此索引应该改进查询,但需要付出一些代价。它包含几乎整个表的副本(除了2列:ADD_BOOK_ID bigint(20)和ADDRESS_NAME varchar(150)) - 它将占用相当多的磁盘空间。它肯定会减慢插入和更新速度,因为索引数据也必须更新。
#1
1
If you want to have a pretty looking explain plan for this query, then try this:
如果您希望为此查询提供漂亮的解释计划,请尝试以下操作:
CREATE INDEX FX_ADDRESS_KEYS_XX ON ADDRESS_BOOK(
COMPANY_ID,
CLEAN_NAME,
ADDRESS_KEY_1,
ADDRESS_KEY_2 );
This index should improve the query, but at some costs.
It contains a copy of almost the whole table (except 2 columns: ADD_BOOK_ID bigint(20)

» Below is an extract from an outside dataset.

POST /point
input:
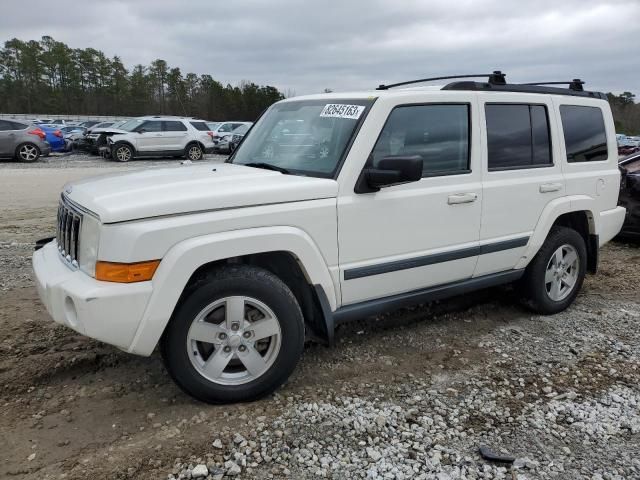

and ADDRESS_NAME varchar(150)
) - it will take quite a lot of disk space.
And it for sure slow down inserts and updates, since index data must also be updated.
此索引应该改进查询,但需要付出一些代价。它包含几乎整个表的副本(除了2列:ADD_BOOK_ID bigint(20)和ADDRESS_NAME varchar(150)) - 它将占用相当多的磁盘空间。它肯定会减慢插入和更新速度,因为索引数据也必须更新。